Dr. Andricioaei earned his Ph.D. at Boston University and a Postdoctoral Fellowship at Harvard University. His research focus is theoretical and computational molecular biology." He describes it below: "Our research explores theoretical and computational topics at the interface between structural molecular biology and physical chemistry. It hinges on the central theme of developing and applying computer and modeling methods to describe, in terms of dynamics and thermodynamics, biologically important molecular processes, with the aim to complement, enhance or predict experimental findings. Research directions include:

Computer Simulations of DNA-Binding Machines. Protein-DNA interactions are essential in such crucial cellular functions as replication, repair, transcription or recombination. Many enzymes at and ahead of the replication fork affect large DNA fragments. For instance, topoisomerases undo DNA knotting. Others, like helicases and polymerases, are biomolecular motors; they use the energy of binding and/or hydrolysis of nucleotides to do mechanical work on the DNA fragments to which they bind. We have an avid interest in the theoretical description of these fundamental genetic processes through massively parallel computer simulations.
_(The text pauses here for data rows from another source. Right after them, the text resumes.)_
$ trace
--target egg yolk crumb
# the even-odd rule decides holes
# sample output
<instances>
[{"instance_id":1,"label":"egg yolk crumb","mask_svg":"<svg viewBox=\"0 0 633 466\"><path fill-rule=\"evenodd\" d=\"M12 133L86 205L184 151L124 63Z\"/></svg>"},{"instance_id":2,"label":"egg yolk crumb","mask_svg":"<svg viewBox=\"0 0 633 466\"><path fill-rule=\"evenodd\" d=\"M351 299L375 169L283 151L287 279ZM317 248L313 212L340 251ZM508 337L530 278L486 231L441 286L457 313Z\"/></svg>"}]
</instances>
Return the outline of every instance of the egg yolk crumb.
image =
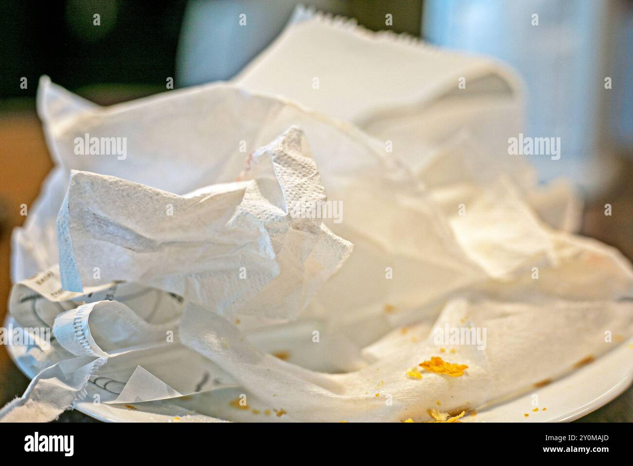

Dynamics–Function Relationships. Connections to NMR Relaxation. An accurate measure of free energy, important for protein/RNA stability or ligand binding, has to include the entropy manifested in molecular flexibility. On the experimental side, this dynamic aspect is brought in by developments in solution NMR spectroscopy, which measures motion by relaxation experiments. Molecular dynamics simulation is an important tool to complement these measurements and to connect dynamics to entropy.

Enhanced Sampling in Path Space. Many important equilibrium and kinetic properties of chemical systems (including proteins and nucleic acids) can be cast in terms of paths in multi–dimensional spaces. Sampling and optimization algorithms we have developed for the conformational space can be generalized and adapted to the space of paths. We see fertile ground for theoretical and computational work on several categories of paths, from chemical-reaction paths to paths in the sequence space of evolving proteins.